Given an integer array arr, you are asked to transform the array so that each element is replaced by its "rank". The rank of an element is its position in the sorted list of unique values from arr (with the smallest element having rank 1, the next smallest rank 2, and so on). If two elements are equal, they receive the same rank. The ranking must be stable and consecutive without gaps.

Constraints:

  • All elements in arr are integers (can be negative, zero, or positive).
  • The output array must have the same length as arr.
  • Ranks start from 1 and are assigned in order of increasing value.
  • Equal elements must have the same rank.

Thought Process

At first, one might think of comparing each element to every other element to determine its rank, but this would be inefficient. The core idea is to assign ranks based on the sorted order of unique values. If we sort the array and remove duplicates, we can easily assign increasing ranks. Then, by mapping each original value to its rank, we can efficiently transform the original array.

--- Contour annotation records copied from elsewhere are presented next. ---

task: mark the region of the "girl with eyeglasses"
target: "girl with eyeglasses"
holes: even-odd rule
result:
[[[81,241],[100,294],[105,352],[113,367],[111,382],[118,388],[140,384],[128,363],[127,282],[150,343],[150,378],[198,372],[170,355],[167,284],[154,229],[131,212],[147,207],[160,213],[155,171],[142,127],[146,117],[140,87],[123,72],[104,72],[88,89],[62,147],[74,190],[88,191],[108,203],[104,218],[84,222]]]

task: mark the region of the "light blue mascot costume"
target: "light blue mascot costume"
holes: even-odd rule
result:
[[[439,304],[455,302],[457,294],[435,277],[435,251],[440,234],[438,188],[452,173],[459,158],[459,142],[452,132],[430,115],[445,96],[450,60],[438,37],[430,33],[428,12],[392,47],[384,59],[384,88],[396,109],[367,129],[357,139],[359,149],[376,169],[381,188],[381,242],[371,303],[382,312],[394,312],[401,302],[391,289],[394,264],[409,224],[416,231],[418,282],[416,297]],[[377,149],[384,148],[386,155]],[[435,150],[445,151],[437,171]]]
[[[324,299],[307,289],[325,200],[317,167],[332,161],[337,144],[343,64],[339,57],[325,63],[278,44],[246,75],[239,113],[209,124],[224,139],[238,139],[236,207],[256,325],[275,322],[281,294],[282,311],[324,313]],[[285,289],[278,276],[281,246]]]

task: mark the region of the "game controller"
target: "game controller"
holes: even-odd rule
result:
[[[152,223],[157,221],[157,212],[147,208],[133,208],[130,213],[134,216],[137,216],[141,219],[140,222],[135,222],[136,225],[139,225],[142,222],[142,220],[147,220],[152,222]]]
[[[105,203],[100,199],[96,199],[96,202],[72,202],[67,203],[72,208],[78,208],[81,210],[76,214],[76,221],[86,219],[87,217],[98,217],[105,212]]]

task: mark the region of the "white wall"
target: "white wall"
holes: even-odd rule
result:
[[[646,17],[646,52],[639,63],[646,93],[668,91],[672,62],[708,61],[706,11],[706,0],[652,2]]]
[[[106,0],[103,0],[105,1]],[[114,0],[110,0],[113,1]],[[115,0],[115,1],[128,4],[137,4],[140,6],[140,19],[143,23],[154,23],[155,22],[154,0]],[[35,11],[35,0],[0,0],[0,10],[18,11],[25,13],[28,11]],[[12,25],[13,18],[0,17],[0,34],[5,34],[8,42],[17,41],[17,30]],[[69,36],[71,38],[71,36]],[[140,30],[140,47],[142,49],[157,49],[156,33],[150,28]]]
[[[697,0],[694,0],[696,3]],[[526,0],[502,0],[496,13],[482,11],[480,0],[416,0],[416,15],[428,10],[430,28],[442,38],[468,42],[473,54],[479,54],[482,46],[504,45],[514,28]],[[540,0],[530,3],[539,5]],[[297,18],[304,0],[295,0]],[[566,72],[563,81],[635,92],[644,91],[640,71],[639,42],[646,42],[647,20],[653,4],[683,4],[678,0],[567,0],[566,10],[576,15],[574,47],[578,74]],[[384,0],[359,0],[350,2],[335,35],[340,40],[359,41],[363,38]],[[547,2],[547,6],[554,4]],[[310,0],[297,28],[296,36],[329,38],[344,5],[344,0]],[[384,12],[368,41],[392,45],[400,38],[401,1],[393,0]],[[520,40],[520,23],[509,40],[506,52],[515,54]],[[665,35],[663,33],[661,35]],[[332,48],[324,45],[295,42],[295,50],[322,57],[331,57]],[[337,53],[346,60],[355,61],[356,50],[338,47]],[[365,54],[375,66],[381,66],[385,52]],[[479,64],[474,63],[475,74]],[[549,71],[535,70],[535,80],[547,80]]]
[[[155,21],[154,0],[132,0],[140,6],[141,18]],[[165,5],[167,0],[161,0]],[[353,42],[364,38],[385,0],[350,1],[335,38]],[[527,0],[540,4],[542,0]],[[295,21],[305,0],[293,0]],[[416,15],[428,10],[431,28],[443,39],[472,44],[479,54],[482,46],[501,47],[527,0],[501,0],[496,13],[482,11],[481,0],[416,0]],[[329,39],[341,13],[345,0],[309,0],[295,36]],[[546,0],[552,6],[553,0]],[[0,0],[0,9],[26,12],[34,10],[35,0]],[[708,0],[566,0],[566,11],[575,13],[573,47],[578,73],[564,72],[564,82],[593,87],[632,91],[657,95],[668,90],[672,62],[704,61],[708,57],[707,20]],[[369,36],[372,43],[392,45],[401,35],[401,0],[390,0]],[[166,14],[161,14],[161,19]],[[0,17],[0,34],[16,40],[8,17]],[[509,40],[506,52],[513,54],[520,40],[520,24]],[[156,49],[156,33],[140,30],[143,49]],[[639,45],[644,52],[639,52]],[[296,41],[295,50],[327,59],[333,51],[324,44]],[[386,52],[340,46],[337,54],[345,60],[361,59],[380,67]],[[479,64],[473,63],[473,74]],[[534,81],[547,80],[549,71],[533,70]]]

The main challenge is to handle duplicate values correctly (assigning the same rank) and to ensure ranks are assigned consecutively starting from 1. Using a mapping (like a hash map or dictionary) allows us to look up ranks quickly for each element in the original array.

Solution Approach

Let's break down the steps to solve the problem efficiently:

  1. Extract Unique Values:
    • We want to assign ranks based on unique values, so we start by removing duplicates from arr.
  2. Sort Unique Values:
    • Sorting gives us the order in which ranks should be assigned (smallest to largest).
  3. Assign Ranks:
    • We iterate through the sorted unique values, assigning consecutive ranks (starting from 1).
    • We store these mappings in a hash map or dictionary for fast lookup.
  4. Transform the Original Array:
    • We replace each element in the original array with its corresponding rank using our mapping.

We use a hash map (or dictionary) for O(1) rank lookups, and sorting ensures the correct rank order. This approach is much faster and cleaner than comparing each element to every other element.

Example Walkthrough

Let's use the input arr = [40, 10, 20, 30, 20, 10] as an example.

  1. Extract Unique Values:
    • Unique values: [10, 20, 30, 40]
  2. Sort Unique Values:
    • Already sorted: [10, 20, 30, 40]
  3. Assign Ranks:
    • 10 → 1
    • 20 → 2
    • 30 → 3
    • 40 → 4
  4. Transform the Original Array:
    • arr[0] = 40 → 4
    • arr[1] = 10 → 1
    • arr[2] = 20 → 2
    • arr[3] = 30 → 3
    • arr[4] = 20 → 2
    • arr[5] = 10 → 1

    Final Result: [4, 1, 2, 3, 2, 1]

Each original value is replaced by its rank, and duplicates share the same rank.

Time and Space Complexity

Brute-force Approach:

  • If we compared every element to every other element to count how many are smaller, time complexity would be O(N^2), which is inefficient for large arrays.
Optimized Approach (Sorting and Mapping):
  • Extracting unique values: O(N) time and space (using a set/dictionary).
  • Sorting unique values: O(M log M), where M is the number of unique elements (M ≤ N).
  • Mapping values to ranks: O(M).
  • Transforming the original array: O(N).
  • Total Time Complexity: O(N log N) (since M ≤ N, sorting dominates).
  • Space Complexity: O(N) for the mapping and result array.

This makes the optimized approach much more efficient and scalable.

Summary

The Rank Transform of an Array problem asks us to replace each element with its rank among unique, sorted values. The key insight is to use a combination of sorting and mapping to assign ranks efficiently, ensuring duplicates get the same rank. By leveraging data structures like sets and hash maps, we avoid unnecessary comparisons and achieve a clean, efficient O(N log N) solution. This approach is both elegant and practical for large inputs.